Evidently wee folk don’t appreciate empty carbs, and they can’t handle hooch. The writer awoke to find his manuscript befouled in unspeakable ways. The elves had left a note that was almost incomprehensible, but still managed to convey a healthy number of expletives and something about him being a rotten bastard for not sharing royalties. The wee pens and pencils he had selected for them were jabbed into the wood of the pantry door inside what looked like a crude drawing of him.

The writer may not have had a critical eye for his own work, but he could take a hint. He stopped leaving out work to be corrected. Figuring he could live quite comfortably from his previous work, he stopped writing entirely and retired somewhere in the dessert, where there probably weren’t elves.


The Red Typewriter: A Fairy Tale for Authors


Once upon a time, not so long ago, there was an honest, hardworking, humble young woman.  She had a decent job, enough to eat, and a clean place to live.  Her life was pleasant, but not all that exciting.

One day, while perusing the contents of a local garage sale, she came across an old typewriter.  It was a little dusty, but when cleaned off, it revealed itself to be a gleaming shade of scarlet, and it hardly showed any sign of wear.  The young woman fell in love with the feel of its keys beneath her fingers, the click it made when she pressed them, and the mildly musty perfume it emitted.  Her mind conjured images of lazy Sunday afternoons spent spinning yarns, a symphony of audible letters and words filling her apartment, of endless cups of tea and cozy sweaters.  What could be more rewarding than time spent crafting stories?

Of course she took the damn thing home with her. Isn’t that always the way with shiny new things that conjure bohemian fantasies like this? At first, she just played with it, typing out snippets of ideas here and there, enjoying how they looked when splattered on paper.  One day while working, she became a little bored with it, the novelty having worn off just a little bit, but she couldn’t seem to pull her fingers off the keys.  For a moment, she panicked, feeling like she was physically stuck to the thing, like her fingers couldn’t stop punching away, even when she wasn’t sure what she wanted to type anymore.  A good yank pulled her fingers free.

She didn’t touch the typewriter for a few days, fearing that the next time she used it, she’d truly be trapped by it.  She poked her head into the room a few times, admiring the shiny redness of the typewriter, catching little whiffs of the ink.
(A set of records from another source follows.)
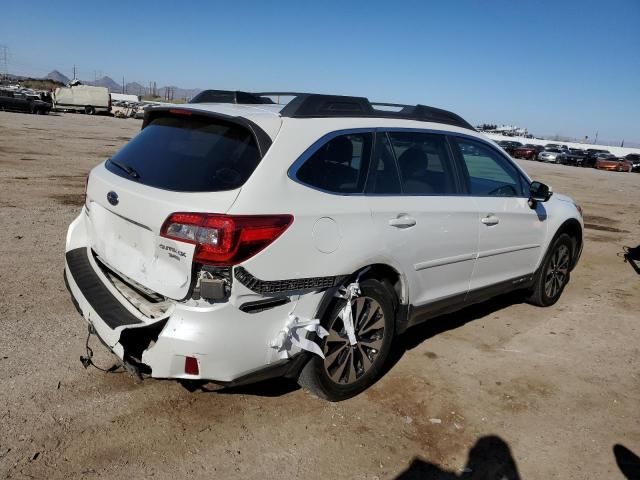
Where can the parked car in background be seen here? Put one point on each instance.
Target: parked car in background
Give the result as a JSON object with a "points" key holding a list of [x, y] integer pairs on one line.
{"points": [[591, 156], [509, 146], [551, 155], [528, 151], [608, 161], [634, 159], [574, 157], [20, 102]]}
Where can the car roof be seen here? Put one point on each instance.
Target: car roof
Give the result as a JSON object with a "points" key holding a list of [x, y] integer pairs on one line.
{"points": [[269, 118]]}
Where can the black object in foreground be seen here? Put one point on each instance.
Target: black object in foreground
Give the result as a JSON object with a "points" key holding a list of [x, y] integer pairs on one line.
{"points": [[632, 256]]}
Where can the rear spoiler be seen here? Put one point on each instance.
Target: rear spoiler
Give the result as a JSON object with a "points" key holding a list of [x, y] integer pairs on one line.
{"points": [[263, 140]]}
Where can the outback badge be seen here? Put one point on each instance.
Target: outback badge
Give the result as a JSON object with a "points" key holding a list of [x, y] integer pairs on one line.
{"points": [[112, 197]]}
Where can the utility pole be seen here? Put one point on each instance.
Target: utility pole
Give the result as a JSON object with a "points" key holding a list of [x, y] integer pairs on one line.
{"points": [[4, 62]]}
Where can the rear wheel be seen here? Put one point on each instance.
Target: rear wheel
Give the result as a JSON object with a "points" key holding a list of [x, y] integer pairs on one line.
{"points": [[349, 369], [554, 274]]}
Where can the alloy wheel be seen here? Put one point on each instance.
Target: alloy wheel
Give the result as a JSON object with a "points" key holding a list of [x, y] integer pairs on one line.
{"points": [[557, 271], [345, 363]]}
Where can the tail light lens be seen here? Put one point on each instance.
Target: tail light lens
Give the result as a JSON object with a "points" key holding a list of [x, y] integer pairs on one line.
{"points": [[86, 185], [225, 239]]}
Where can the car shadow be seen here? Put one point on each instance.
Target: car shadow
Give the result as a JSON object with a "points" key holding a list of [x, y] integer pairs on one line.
{"points": [[489, 458], [628, 462], [418, 334], [273, 387]]}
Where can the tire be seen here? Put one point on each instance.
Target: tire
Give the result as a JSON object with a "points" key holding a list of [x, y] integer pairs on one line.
{"points": [[554, 274], [344, 372]]}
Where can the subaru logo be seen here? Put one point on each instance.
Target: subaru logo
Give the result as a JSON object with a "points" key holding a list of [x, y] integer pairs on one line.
{"points": [[112, 197]]}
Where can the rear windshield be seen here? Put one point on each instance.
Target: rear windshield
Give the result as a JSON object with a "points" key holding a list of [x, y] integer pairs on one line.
{"points": [[188, 154]]}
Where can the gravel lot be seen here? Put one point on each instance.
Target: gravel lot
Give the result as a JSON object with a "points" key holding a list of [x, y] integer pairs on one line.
{"points": [[502, 387]]}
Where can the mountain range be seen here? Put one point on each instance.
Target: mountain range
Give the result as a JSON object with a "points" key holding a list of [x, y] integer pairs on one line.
{"points": [[133, 88]]}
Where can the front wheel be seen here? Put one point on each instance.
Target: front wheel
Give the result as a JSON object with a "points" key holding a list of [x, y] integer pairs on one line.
{"points": [[554, 274], [349, 369]]}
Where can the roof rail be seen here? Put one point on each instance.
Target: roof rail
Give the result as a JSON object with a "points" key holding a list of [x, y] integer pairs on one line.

Even from afar, with the terror of being stuck to it still fresh in her mind, it was still enticing.  The feel of putting letters and words together, banging them into a coherent whole as she clicked away, was intoxicating.  She missed it, and her regular everyday life seemed to pale in comparison to it.  This really wasn’t good.
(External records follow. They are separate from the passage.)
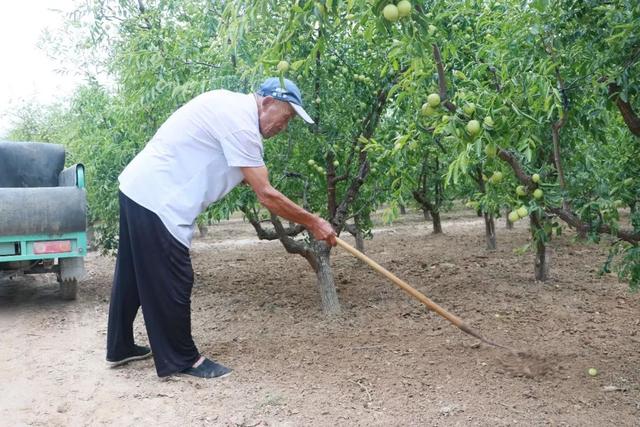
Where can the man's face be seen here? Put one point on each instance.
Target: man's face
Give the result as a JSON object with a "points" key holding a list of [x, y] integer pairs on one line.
{"points": [[274, 116]]}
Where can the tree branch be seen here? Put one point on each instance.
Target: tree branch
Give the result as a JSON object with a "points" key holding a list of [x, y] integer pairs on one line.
{"points": [[565, 214], [442, 81], [629, 116]]}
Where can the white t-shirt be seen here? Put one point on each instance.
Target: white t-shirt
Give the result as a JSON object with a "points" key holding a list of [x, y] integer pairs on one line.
{"points": [[194, 159]]}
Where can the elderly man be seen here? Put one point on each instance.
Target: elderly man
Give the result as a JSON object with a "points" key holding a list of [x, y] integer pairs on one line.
{"points": [[206, 148]]}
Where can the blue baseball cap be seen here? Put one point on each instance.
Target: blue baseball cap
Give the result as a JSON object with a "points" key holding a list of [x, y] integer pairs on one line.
{"points": [[289, 93]]}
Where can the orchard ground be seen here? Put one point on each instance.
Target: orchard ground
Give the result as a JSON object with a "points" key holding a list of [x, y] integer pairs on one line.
{"points": [[385, 361]]}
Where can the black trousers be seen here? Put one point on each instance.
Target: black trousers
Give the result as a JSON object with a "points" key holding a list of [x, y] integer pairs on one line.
{"points": [[153, 271]]}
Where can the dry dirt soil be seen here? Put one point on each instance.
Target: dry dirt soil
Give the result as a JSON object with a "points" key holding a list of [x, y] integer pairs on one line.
{"points": [[385, 361]]}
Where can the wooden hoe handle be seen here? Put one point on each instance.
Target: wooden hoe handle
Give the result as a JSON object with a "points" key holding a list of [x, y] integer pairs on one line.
{"points": [[414, 292]]}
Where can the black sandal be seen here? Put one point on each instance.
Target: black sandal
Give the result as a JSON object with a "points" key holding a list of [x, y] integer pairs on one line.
{"points": [[208, 369]]}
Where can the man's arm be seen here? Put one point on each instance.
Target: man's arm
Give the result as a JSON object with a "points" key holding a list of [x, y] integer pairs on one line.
{"points": [[279, 204]]}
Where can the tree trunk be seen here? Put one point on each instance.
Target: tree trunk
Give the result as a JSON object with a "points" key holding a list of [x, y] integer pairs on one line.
{"points": [[542, 261], [437, 224], [509, 223], [490, 231], [359, 240], [202, 228], [326, 283]]}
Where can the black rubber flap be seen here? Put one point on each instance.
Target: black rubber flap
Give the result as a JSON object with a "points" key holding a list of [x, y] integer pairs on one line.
{"points": [[42, 210]]}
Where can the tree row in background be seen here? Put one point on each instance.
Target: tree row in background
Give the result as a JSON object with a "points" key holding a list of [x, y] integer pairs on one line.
{"points": [[523, 109]]}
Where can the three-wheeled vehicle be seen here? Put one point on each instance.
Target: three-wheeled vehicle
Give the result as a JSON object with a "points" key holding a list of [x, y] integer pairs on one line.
{"points": [[43, 214]]}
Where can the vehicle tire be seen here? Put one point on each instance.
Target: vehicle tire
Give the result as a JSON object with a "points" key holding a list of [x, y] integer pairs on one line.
{"points": [[68, 289]]}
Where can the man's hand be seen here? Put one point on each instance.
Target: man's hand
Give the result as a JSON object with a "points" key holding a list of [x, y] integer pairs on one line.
{"points": [[279, 204]]}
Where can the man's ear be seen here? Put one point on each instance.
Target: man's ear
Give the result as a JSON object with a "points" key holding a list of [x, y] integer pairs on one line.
{"points": [[267, 100]]}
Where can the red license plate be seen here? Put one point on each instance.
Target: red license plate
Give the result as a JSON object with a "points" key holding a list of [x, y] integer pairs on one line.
{"points": [[52, 247]]}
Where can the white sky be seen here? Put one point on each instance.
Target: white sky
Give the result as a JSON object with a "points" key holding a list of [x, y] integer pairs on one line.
{"points": [[26, 72]]}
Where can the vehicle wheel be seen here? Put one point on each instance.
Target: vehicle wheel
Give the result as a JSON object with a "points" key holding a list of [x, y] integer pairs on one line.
{"points": [[68, 289]]}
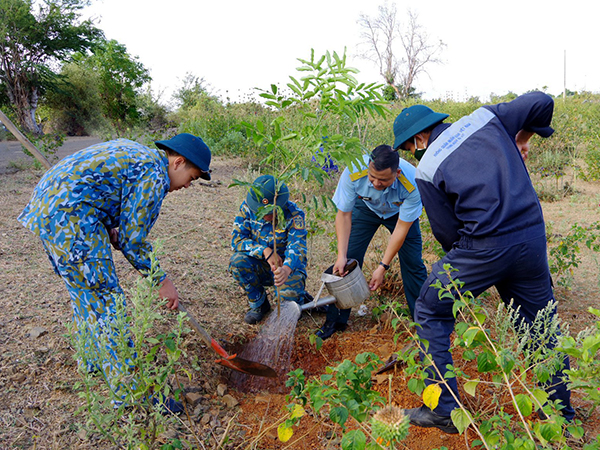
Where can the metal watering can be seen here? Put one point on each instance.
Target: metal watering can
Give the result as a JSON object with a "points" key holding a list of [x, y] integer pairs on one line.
{"points": [[346, 292]]}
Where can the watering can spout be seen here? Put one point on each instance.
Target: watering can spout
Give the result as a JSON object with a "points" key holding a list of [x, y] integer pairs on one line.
{"points": [[328, 300]]}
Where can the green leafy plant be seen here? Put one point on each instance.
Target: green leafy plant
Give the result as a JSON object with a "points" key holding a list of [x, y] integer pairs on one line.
{"points": [[513, 360], [565, 251], [342, 394], [120, 405]]}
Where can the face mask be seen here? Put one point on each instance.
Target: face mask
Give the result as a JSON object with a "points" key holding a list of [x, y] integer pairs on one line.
{"points": [[419, 152]]}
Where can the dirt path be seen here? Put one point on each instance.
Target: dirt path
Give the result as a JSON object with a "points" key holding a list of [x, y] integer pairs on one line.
{"points": [[12, 156]]}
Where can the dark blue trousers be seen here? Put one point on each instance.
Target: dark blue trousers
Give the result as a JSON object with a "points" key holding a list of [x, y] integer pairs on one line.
{"points": [[519, 272], [365, 224]]}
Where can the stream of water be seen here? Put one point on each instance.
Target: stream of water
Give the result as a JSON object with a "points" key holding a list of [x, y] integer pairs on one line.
{"points": [[272, 346]]}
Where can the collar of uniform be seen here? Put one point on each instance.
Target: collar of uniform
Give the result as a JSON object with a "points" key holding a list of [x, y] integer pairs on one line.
{"points": [[391, 187], [437, 131]]}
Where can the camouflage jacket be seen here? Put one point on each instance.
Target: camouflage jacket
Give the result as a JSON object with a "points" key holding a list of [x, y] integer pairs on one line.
{"points": [[252, 236], [116, 184]]}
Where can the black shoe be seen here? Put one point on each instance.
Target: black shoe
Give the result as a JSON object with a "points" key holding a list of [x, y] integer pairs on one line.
{"points": [[257, 314], [329, 328], [425, 417], [167, 405]]}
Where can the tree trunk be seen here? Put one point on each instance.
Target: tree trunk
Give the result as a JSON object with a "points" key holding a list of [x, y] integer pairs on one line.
{"points": [[26, 108]]}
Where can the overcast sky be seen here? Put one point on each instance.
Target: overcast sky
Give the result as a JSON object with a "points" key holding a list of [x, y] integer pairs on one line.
{"points": [[237, 45]]}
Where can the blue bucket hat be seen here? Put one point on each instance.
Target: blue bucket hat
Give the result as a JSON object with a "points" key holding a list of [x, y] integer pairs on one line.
{"points": [[413, 120], [265, 184], [191, 148]]}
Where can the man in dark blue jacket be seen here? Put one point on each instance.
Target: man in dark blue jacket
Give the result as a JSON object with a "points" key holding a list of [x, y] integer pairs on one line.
{"points": [[485, 212]]}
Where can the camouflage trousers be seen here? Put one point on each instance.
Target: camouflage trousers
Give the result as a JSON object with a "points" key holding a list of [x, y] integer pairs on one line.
{"points": [[253, 275], [95, 295]]}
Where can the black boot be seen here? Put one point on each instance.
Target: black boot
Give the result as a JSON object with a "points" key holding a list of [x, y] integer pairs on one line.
{"points": [[255, 315], [425, 417]]}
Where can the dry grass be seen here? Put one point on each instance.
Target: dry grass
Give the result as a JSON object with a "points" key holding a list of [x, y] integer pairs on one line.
{"points": [[37, 401]]}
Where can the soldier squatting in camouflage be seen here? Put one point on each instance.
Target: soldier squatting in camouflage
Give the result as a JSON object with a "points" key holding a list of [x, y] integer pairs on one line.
{"points": [[250, 236], [114, 184]]}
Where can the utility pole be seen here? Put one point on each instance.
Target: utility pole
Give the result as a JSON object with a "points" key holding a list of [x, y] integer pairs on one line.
{"points": [[565, 77]]}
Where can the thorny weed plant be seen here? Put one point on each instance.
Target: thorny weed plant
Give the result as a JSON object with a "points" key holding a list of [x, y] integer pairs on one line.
{"points": [[344, 396], [565, 251], [515, 362], [119, 404]]}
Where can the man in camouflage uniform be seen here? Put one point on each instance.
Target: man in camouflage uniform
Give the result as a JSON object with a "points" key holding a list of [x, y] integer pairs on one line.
{"points": [[255, 264], [109, 193]]}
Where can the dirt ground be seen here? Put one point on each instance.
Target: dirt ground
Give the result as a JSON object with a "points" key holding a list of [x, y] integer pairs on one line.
{"points": [[37, 371]]}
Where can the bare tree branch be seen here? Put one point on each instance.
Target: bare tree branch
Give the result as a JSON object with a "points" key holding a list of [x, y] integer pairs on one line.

Eventually, she gave in to its siren song, poured herself a strong cup of tea, and went back to typing.  Part of her wasn’t even surprised when her hands really did get stuck to the keys, when she couldn’t seem to stop them from moving from letter to letter at a frantic pace.  She typed for hours, days even, until her knuckles swelled, her hair hung in matted clumps, and her eyes could hardly stay open.  She knew she was pitiful, but she couldn’t help it.  The words just kept coming and she just kept typing.

The universe, in its infinite wisdom, (sort of) took pity on the poor creature and sent a magical fairy godmother to help her escape the enchantment under which she was slaving away. “All will be well” the fairy godmother said “if you simply chop off your hands…and stay the hell away from that infernal thing.  Seriously, what were you thinking, bringing it into your house?”
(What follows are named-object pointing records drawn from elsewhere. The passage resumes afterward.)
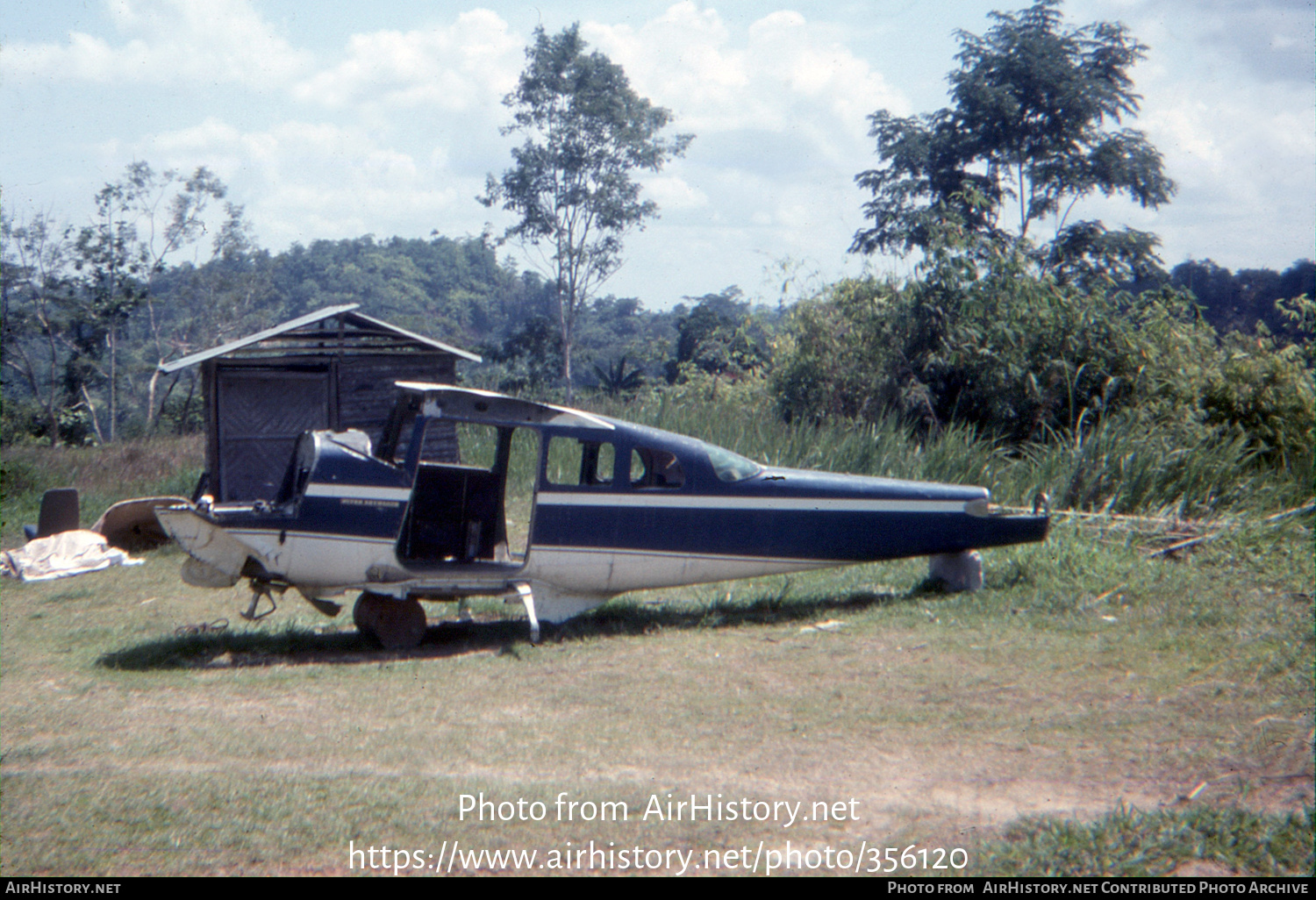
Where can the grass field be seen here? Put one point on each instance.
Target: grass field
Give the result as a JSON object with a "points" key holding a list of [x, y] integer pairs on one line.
{"points": [[1094, 710]]}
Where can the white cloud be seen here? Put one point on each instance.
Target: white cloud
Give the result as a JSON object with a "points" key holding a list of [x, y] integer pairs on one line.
{"points": [[166, 42], [310, 181], [782, 74], [468, 65]]}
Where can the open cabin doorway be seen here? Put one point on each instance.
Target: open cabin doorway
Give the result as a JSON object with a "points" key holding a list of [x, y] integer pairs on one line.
{"points": [[476, 510]]}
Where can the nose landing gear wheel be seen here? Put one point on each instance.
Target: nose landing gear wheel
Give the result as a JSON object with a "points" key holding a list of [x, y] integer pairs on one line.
{"points": [[397, 624]]}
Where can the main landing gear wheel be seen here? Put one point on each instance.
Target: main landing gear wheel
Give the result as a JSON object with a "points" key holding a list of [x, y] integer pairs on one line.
{"points": [[397, 624]]}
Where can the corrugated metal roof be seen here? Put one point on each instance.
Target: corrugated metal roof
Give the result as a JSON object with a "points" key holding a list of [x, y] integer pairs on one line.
{"points": [[286, 329]]}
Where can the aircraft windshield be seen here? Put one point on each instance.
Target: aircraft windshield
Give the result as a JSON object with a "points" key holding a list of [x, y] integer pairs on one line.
{"points": [[731, 466]]}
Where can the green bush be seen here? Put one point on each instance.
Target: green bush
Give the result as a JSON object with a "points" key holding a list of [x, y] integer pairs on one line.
{"points": [[979, 337]]}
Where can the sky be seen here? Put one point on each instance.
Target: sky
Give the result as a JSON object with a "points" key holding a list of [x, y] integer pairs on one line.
{"points": [[340, 118]]}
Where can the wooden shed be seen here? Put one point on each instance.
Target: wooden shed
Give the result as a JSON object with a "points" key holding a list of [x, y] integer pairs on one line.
{"points": [[333, 368]]}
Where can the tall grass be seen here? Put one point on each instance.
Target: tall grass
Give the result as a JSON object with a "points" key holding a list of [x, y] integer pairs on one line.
{"points": [[103, 475], [1119, 466]]}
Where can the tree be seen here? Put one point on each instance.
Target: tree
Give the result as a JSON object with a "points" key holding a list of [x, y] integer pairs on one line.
{"points": [[120, 263], [39, 295], [1028, 133], [586, 132]]}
The young woman looked up from the typewriter, and her hands continued their frantic two-step over the keyboard.  She mulled the idea over in her head.  She’d have stumps, but at least she could go back to her old, simple life.  She’d have a little peace.  She’d…she’d be leaving all those ideas stuck in her hands.  Unacceptable. She hunched back over the typewriter, grunted, and told the fairy godmother to piss off. She had a deadline.

The fairy godmother sighed, her wand drooping by her side.  This wasn’t the first time this had happened, and it wouldn’t be the last.  With the sound of clicking echoing in her ears as she left, she went home and fixed herself a good stiff drink.